In periods of limbo - of forced or uncontrollable stasis, there’s this drive to move forward through space. The winter I moved out of New York I spent in the attic apartment of mother’s empty house, stuck in the dark rhythm of sundown and sleeplessness. Stuck in patterns I perfected to help myself
out of dealing with the unknown. I went to the beach most days, running up and down the waterline until I couldn’t breathe then walking, rapidly at first, until I reached the tide break. I stood out on the rocks like a character from a book. I howled at the wind like a love lorn heroine. I wished to be seen. Or more likely, I wished to be known.

I used to wonder about my own strength. I’d imagine my heart
stopping, my brain shutting down. And sometimes I forgot to breathe. Once in a while I still do, mostly because Mom went and made me aware of how fragile we all are and how it could all be over with the quick slip of a sneaker on a gravel path, the thin screech of an owl overhead.

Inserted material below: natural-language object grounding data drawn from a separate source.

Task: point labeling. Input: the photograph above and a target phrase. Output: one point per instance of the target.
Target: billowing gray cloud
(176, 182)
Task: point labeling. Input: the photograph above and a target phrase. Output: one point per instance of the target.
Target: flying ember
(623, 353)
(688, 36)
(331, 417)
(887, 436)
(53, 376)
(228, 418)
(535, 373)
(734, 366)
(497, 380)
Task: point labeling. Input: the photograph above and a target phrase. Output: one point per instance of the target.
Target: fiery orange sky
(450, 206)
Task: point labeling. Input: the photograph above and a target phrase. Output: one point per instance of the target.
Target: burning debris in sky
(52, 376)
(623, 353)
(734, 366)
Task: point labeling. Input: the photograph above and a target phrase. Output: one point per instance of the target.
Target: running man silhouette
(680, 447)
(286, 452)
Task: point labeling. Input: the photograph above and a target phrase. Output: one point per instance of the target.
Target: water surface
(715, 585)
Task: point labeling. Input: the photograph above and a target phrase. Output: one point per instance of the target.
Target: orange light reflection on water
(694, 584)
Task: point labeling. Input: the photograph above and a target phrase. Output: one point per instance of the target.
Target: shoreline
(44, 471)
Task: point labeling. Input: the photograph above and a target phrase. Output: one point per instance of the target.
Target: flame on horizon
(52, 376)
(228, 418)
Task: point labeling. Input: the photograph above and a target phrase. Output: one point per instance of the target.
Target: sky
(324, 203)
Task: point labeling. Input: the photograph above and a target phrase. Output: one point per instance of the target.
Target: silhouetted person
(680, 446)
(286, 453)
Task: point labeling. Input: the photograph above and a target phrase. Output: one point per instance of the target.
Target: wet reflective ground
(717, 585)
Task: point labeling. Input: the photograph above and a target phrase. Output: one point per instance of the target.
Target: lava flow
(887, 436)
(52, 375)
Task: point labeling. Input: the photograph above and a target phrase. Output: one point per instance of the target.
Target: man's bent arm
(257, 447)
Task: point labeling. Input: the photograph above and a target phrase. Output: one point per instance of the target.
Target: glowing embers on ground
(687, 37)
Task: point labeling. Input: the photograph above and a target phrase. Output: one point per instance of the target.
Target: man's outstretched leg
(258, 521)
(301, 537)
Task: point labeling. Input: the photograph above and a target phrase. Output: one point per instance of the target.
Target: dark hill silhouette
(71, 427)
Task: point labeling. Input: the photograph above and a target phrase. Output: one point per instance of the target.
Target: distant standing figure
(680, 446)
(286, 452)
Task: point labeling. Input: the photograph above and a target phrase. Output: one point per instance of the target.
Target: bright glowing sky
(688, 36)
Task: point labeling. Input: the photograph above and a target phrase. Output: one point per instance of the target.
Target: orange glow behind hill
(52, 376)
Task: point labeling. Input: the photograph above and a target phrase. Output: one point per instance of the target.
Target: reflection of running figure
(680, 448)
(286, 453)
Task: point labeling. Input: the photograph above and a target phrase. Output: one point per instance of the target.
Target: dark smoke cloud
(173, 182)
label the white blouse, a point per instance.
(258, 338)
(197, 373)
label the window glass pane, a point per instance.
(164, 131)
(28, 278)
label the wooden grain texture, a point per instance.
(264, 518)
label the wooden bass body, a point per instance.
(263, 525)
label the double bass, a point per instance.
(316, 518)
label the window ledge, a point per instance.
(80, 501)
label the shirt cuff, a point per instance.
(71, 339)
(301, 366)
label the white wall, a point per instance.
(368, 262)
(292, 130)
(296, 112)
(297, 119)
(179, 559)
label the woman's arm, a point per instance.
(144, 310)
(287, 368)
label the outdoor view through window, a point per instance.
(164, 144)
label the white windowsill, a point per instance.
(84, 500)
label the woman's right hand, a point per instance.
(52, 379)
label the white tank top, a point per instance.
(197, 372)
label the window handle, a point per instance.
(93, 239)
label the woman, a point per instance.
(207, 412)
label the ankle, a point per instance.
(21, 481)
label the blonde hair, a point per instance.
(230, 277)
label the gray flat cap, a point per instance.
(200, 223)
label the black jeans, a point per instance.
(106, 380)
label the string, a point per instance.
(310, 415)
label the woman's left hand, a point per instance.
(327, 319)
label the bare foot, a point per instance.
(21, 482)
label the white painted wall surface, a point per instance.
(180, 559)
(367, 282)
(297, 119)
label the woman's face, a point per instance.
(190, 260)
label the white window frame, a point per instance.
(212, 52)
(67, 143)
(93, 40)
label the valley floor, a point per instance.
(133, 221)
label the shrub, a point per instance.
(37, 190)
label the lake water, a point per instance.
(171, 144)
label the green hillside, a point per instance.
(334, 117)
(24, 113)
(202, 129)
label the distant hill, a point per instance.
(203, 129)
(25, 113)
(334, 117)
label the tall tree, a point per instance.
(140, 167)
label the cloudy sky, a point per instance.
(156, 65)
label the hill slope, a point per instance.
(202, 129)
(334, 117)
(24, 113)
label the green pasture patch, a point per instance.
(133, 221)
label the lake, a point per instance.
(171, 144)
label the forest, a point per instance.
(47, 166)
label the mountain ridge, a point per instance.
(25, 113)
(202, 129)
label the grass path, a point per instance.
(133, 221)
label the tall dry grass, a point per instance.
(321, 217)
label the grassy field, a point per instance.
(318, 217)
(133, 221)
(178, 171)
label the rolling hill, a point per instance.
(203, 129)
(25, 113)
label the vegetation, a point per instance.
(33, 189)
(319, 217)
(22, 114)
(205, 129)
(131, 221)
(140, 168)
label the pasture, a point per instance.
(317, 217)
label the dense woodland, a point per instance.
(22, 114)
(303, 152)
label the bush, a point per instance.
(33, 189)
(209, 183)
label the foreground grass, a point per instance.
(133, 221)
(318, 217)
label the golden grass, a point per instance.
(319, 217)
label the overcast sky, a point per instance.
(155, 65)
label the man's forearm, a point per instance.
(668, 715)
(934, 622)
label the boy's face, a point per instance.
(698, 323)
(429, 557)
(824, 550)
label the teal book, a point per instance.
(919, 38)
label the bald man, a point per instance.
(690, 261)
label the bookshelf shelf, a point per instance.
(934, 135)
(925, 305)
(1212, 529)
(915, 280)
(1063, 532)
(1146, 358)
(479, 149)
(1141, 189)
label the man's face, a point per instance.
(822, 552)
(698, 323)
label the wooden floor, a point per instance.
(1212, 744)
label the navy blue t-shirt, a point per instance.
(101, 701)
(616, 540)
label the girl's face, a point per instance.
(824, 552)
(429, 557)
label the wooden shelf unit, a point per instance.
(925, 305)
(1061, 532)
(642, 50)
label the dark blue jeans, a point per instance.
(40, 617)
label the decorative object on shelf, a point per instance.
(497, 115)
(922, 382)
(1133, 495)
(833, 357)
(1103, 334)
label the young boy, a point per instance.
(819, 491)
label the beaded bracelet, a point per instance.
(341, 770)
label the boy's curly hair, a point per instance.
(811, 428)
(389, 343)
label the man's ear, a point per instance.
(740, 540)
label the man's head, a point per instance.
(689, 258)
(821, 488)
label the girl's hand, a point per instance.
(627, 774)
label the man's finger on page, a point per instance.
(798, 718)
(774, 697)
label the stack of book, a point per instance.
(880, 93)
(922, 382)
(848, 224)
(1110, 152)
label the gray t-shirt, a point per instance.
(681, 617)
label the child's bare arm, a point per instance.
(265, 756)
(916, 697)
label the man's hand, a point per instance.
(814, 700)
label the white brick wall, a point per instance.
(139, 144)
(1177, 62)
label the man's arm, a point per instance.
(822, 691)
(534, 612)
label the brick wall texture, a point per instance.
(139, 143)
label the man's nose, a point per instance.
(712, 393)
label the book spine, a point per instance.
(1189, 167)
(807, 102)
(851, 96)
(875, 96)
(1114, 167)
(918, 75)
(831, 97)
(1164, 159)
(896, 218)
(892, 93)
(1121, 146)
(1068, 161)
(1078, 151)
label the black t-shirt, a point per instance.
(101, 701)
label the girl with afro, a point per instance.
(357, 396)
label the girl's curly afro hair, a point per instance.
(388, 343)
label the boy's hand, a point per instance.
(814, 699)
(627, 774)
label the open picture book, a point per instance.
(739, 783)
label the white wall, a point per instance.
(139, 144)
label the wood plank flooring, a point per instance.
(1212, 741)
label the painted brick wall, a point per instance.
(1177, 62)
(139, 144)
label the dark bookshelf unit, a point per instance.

But more and more my memories of her illness bring deep breaths, not short ones.

It’s hard work, climbing this hill. Even the dog has slowed to a walk now. I feel my breath squeezing from somewhere below my sternum. But I push on anyways. When we summit, it’s to a purple vista, overlooking ugly tract houses wedged like shoeboxes into the hillsides. But beyond them it’s all snowcapped mountains, clear and blue the way I didn’t think they came in California. And beyond them, it’s a sunset moving across the sky in waves of orange and pink the way I imagined it those afternoons I sat in the windows of New York Starbucks watching people pass by and hoping for a slowing down of time, a clearing of some space to breathe in.

I got what I wanted. Coming out here, the West with its dusty paths, it’s screech owls, it’s slowness so seperate from the movement of Manhattan, was a stripping away of perfected patterns. Patterns of perfection. Elizabeth Taylor dresses. Imagined men and their imagined gazes. And maybe I’m not yet known out here, but somehow I know myself better.

A few months ago, when I first arrived, I started practicing at a nearby yoga studio. I’ve been going almost every night. It’s a routine now, a dependable point in each day. It’s there I slow down, if only for an hour and fifteen minutes.
It’s all about the breath, my yoga teacher says, here is where we feel tangibly our bodies at work.
She also tells us that if you aren’t following your breath, you aren’t practicing yoga, you’re just mindlessly moving. The breath, the effortlessness of it, is what connects us to spirit.